Coffee processor Salada Foods Jamaica Limited is weighing price increases for its instant coffee products, one of at least five measures the company is pursuing to combat the expected fallout in earnings from the revision of its coffee blend to incorporate more Jamaican beans.
Instead of the 90:10 formula it utilises, the larger portion of which is the percentage of imports in the blend, Salada has been mandated by its regulator to increase the Jamaican portion, which will change the ratio to 70:30 – effectively increasing the local content in the blend from 10 per cent to 30 per cent.
The company began complying with the directive in January of this year, which means that, with Jamaican coffee being among the most expensive in the world, the instant coffee Salada produces using the new formulation is likely to be more costly to make as of that period.
Salada says Jamaican coffee input is five times more expensive than the imported beans, and that any price increase to coffee consumers would therefore be “significant,” as noted by General Manager Dianna Blake-Bennett on Thursday.
Still, instant coffee manufactured from last year for distribution on the retail market – with the most recent bottles of the flagship Jamaica Mountain Peak brand seen on grocery shelves by the Financial Gleaner carrying a mid-November 2020 date – suggests Salada has time to decide how the pricing of the products made from the new formulation will be determined.
The 170g bottle of coffee on the shelf of one of the most heavily trafficked grocery stores was selling for more than $1,400, pre-tax, there on Friday.

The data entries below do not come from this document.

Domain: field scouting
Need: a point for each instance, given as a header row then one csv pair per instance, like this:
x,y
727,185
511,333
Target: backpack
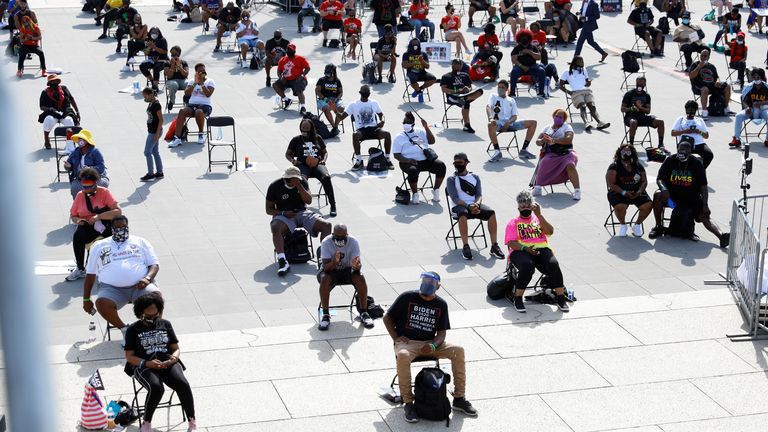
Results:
x,y
431,395
377,162
629,61
297,246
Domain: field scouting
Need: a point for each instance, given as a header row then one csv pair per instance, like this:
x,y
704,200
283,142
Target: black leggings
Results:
x,y
29,49
545,262
153,379
85,234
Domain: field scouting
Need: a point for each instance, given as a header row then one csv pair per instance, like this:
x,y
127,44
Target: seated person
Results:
x,y
58,106
332,12
526,236
502,117
581,94
691,38
704,82
293,70
287,199
416,63
451,25
408,150
524,59
636,106
176,73
641,18
682,180
419,13
457,86
329,91
308,152
85,155
627,181
466,193
229,16
417,323
692,126
755,103
152,356
340,254
386,50
558,164
199,91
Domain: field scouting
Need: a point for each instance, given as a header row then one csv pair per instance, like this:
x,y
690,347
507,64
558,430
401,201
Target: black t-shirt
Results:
x,y
419,319
302,148
626,179
285,198
150,342
526,60
153,116
633,96
329,87
683,179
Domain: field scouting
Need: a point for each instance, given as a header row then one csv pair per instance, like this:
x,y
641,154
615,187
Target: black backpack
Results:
x,y
431,395
297,246
629,61
377,161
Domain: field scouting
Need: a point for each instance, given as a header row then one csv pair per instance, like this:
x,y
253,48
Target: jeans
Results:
x,y
152,152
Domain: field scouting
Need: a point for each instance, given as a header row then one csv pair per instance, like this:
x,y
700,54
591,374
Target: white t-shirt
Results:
x,y
198,97
507,105
408,149
682,123
577,80
121,264
364,113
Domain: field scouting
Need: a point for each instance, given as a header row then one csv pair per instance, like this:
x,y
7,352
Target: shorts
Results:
x,y
206,109
582,97
306,219
643,120
617,198
485,212
121,296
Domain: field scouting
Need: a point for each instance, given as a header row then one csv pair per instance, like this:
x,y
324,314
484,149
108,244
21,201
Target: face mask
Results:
x,y
120,235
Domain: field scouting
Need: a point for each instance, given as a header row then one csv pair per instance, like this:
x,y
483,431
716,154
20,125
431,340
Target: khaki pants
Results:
x,y
406,352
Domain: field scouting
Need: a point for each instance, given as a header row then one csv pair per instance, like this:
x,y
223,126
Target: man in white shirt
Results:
x,y
199,89
365,112
409,150
502,117
126,267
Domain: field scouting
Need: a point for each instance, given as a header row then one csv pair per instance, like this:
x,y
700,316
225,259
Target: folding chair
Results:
x,y
221,139
454,219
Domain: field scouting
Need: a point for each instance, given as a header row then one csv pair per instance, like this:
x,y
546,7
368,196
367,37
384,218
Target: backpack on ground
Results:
x,y
629,61
431,395
377,161
297,246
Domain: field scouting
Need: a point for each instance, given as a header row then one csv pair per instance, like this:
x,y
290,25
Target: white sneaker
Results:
x,y
623,230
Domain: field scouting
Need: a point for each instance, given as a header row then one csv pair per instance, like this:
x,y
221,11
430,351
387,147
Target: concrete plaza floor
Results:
x,y
644,346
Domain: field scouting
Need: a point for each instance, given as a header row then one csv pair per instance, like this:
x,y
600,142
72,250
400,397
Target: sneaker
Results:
x,y
496,251
463,405
410,413
623,228
466,252
519,304
75,274
282,266
325,323
367,320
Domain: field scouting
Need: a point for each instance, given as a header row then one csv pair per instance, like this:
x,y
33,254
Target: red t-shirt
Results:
x,y
291,68
331,6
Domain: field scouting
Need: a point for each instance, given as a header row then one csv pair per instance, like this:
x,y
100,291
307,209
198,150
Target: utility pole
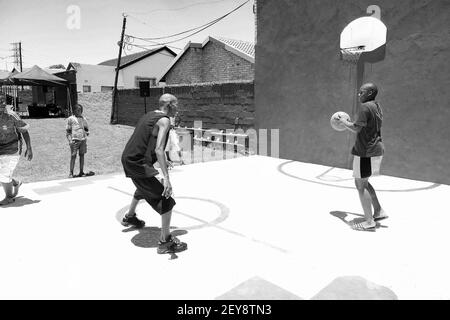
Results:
x,y
113,108
20,55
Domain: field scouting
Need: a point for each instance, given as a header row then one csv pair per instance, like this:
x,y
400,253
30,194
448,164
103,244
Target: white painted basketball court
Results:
x,y
256,228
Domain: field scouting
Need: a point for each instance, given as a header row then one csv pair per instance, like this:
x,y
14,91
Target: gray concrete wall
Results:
x,y
300,82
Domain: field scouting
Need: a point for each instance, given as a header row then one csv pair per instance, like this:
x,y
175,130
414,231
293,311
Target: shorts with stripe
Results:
x,y
8,163
365,167
151,190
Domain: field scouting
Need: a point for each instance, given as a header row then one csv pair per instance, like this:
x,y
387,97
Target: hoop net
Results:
x,y
352,55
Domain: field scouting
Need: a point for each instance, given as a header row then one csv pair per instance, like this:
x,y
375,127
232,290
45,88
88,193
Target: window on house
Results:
x,y
106,88
151,81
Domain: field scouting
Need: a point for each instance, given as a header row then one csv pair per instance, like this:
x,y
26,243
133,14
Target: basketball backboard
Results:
x,y
365,33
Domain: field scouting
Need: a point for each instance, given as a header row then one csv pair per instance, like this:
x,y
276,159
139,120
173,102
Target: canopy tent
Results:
x,y
33,77
37,77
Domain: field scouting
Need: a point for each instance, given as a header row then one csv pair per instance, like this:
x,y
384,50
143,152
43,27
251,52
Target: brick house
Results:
x,y
214,60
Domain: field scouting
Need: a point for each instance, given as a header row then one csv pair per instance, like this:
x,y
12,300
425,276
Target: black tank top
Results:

As the sole processor of instant coffee in Jamaica, Salada not only bottles its own products, but also packages for other Jamaican coffee brands, such as Jablum, which is bottled on behalf of Mavis Bank Coffee Factory Limited, and the Grace brand owned by conglomerate GraceKennedy Limited.

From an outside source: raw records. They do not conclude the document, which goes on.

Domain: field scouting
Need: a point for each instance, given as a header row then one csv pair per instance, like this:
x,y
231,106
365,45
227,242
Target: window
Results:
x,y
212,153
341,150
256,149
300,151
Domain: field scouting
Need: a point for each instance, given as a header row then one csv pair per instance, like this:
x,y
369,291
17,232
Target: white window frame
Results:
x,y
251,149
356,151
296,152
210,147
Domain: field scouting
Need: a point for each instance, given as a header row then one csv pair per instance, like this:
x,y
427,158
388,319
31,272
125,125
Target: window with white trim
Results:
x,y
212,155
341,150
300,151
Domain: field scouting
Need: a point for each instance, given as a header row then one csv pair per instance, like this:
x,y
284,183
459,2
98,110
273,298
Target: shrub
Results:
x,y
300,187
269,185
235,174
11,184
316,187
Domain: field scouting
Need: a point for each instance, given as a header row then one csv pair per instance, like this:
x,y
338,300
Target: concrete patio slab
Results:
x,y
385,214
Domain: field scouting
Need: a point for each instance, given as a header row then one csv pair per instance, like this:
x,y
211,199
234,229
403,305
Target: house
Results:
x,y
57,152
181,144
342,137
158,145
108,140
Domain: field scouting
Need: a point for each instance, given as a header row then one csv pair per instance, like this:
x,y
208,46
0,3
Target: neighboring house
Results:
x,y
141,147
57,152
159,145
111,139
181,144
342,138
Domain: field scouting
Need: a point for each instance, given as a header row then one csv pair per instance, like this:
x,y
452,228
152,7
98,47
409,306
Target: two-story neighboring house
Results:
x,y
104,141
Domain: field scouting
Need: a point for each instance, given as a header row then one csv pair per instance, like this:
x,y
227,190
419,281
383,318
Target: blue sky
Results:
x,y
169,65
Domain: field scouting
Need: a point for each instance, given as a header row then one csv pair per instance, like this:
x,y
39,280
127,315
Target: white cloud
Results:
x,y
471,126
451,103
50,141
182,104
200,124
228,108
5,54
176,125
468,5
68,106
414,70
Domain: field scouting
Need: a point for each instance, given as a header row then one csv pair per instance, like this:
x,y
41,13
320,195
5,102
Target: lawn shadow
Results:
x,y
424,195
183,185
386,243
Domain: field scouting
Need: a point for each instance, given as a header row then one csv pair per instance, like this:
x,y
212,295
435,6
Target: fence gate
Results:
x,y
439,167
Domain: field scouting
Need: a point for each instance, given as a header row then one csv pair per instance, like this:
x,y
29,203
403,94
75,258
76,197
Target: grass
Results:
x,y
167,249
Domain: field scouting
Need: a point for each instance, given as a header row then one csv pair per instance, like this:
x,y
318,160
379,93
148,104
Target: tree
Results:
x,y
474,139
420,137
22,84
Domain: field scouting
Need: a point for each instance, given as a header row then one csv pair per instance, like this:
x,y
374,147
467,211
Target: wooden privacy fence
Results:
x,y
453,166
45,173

It is another of the five pillars the company is looking to exploit for growth this year, alongside exports, larger volumes of local sales and, potentially, acquisitions.
Prior to the pandemic, Salada achieved one of its longstanding goals of $1 billion in annual sales. But the pandemic has been putting pressure on revenue, which held above $1 billion at year ending September 2020, but was off by $45 million from the prior year. Profit also fell by $31 million to $110 million. Then, in the December first quarter, sales were down by $62 million to $226 million. Profit more than doubled in the period, however, from a small base of $5 million to $13 million.

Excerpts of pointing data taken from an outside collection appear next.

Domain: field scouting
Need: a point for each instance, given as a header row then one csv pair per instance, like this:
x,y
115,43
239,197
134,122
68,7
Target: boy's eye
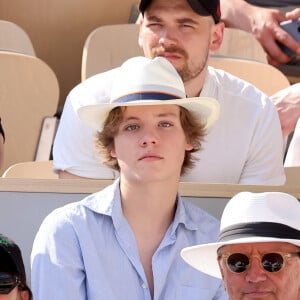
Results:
x,y
131,127
165,124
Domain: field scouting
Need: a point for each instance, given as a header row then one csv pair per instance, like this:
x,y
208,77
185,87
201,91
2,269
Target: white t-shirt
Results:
x,y
244,146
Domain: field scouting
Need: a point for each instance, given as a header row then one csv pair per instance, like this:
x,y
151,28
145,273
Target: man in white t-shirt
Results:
x,y
244,146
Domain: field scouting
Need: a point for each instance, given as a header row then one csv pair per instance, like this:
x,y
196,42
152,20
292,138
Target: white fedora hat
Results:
x,y
249,218
144,81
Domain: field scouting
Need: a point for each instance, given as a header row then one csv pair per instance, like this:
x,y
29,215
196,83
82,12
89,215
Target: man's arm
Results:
x,y
263,23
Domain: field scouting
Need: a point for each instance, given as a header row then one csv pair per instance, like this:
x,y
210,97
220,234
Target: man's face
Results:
x,y
173,30
257,283
150,144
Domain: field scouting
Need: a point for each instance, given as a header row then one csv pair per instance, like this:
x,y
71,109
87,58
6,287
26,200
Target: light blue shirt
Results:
x,y
87,250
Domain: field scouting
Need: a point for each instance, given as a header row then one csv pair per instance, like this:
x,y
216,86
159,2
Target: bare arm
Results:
x,y
264,24
1,150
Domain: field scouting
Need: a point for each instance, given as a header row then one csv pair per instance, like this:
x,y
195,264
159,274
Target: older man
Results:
x,y
258,252
244,145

Blake-Bennett told Salada shareholders that the company would look to grow domestic sales through new channels and the launch of new products, to offset both the higher input costs as well as the cess payable to the Jamaica Agricultural Regulatory Authority, JACRA, which is financed by the fees paid by entities it regulates. The coffee processor estimates that its JACRA cess will amount to around $90 million.
The company did not disclose a timeline for when the price increase might take effect, or whether all brands and product categories would be affected, but noted the change in formulation for its coffee blend would grow its input costs. Salada sells coffee in bottles and sachets of varying sizes, and also distributes under a brand called Mountain Bliss.
“Last year, we were speaking more about the impact of the cess on our business. This year, we are speaking on the 30 per cent inclusion of coffee beans in our production process which is five times more expensive than our import costs,” Blake-Bennett told shareholders.
“That is going to increase our cost of sales and lower our operating profit. So, how do we continue to return to shareholders good value and how do we keep business in the domestic market with this cess and 30 per cent rule? With both, it’s a given that we will have to look at increasing prices significantly, in order to maintain our margins,” the GM said.
The company has signalled that the level of the pass-through to consumers will be dependent on how successful it is at opening up new distribution channels for its product, and is looking towards Europe and the Far East for potential markets and whether it can expand its contract manufacturing operations through new co-packing arrangements.
Under its contract business segment, Salada sells raw materials in bulk to manufacturers that package coffee.
“Those four pillars are the primary ones in what I would say represents our organic business growth. But we also now need to look at growth by acquisition so that we can improve shareholder value,” Blake-Bennett said.
On Thursday, shareholders approved the increase in Salada's authorised capital to an unlimited number of shares, paving the way for a 10-for-one stock split that will be executed on March 31.
Blake-Bennett told the Financial Gleaner that the company would not be tapping the market for funds for its growth plans.
Correction: An earlier version of this article incorrectly stated that Salada had tripled its authorised capital to 1.5 billion shares. The increase was to an unlimited number of shares.